Frontier communal idea may be taking last gasp
 
 
COLORADO CITY - It once had been a common concept among far-flung Mormon villages throughout the frontier West.

A united order of like-minded individuals lived on communal property and donated the returns from their labor to a general fund to benefit all living in the community. In the southern Utah town of Orderville, the people even ate under one roof.

The utopian way of life survived into the turn of the 20th century in the northern Arizona community of Joseph City after brief turns in Snowflake, Sunset and other Church of Jesus Christ of Latter-day Saints settlements.

But 100 years later, the last vestige of the united order, the so-called United Effort Plan in the twin polygamist towns of Colorado City, Ariz., and Hildale, Utah, is in the cross hairs of the Utah court system.

The leaders of the Fundamentalist Church of Jesus Christ of Latter Day Saints, a polygamist sect that has no affiliation with the mainstream Mormon Church, were all stripped of their trustee positions on the United Effort Plan board on June 23.

A hearing is scheduled today in Utah District Court in Salt Lake City to consider appointing a new board of trustees. The new board could decide to dissolve the trust and put the property in the hands of the sect adherents who have lived on it for years.

Historian Charles Peterson of St. George, Utah, an expert on Mormon colonization of Arizona and southern Utah, said it is "certainly remarkable" that the UEP has survived to this day.

"Just to think that early 19th-century values represented by Joseph Smith could still be around today defies belief," Peterson said.

According to LDS theology, Smith, the religion's first prophet, received a revelation known as the law of consecration in the 1830s.

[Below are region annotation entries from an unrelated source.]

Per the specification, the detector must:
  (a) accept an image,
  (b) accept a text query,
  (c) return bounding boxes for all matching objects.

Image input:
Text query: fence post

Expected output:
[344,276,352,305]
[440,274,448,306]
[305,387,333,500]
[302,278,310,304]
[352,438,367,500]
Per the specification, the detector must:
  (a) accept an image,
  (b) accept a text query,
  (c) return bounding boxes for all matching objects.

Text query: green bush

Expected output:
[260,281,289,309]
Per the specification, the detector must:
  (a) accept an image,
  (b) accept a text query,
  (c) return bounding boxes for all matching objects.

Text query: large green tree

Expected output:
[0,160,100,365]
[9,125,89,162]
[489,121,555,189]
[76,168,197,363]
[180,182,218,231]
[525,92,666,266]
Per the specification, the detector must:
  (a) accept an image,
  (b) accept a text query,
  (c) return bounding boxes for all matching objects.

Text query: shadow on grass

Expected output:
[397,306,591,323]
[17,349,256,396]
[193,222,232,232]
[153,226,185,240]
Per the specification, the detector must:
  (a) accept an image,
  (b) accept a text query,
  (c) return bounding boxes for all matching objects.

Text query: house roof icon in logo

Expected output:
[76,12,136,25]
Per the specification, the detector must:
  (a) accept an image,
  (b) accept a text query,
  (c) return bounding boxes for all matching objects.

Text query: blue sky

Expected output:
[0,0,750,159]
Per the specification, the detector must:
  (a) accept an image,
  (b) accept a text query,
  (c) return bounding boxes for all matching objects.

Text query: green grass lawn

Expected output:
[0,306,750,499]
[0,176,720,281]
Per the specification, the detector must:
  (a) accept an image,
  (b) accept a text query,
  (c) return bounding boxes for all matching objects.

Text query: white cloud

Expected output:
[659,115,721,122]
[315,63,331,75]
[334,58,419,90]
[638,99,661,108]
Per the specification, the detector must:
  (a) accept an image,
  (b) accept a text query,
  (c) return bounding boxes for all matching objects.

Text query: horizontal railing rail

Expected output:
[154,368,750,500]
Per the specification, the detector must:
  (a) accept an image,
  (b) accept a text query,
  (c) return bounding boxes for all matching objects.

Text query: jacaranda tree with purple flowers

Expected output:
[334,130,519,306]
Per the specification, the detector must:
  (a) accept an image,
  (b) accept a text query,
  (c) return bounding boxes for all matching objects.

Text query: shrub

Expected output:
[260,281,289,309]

It commanded that all members deed their property to a bishop over each community, and the bishop, as a trustee, in turn would convey back to the head of each family what was needed for the well-being of the family.

Later, then-church leader Brigham Young spread the message of the united order in visits to southern Utah during the mid-1870s.

The polygamist leaders of Colorado City, which was called Short Creek until the 1950s, had hoped to lock that practice into place permanently.

Polygamy was banned by the LDS before Utah became a state in 1896.

The multiple-marriage FLDS sect had a communal sharing system in place throughout the early part of the 1900s but formalized it in the UEP in 1938.

According to a text of a sermon by the former prophet of the two communities, Leroy Johnson, in the early 1940s, the UEP was described as an "irrevocable trust that neither lawyers nor apostates could break apart."

Ben Bistline, a Colorado City historian who lives in the nearby community of Cane Beds, experienced life in the UEP firsthand in the early 1950s.

"I would go and cut timber on Mount Trumbull and turn in my check to the united order. Then, I would go down to the warehouse and get what I needed," Bistline said.

"Later, it went to a straight 10 percent tithe of your paycheck."

But now, Bistline said, "we just need to get rid of this (UEP) monster."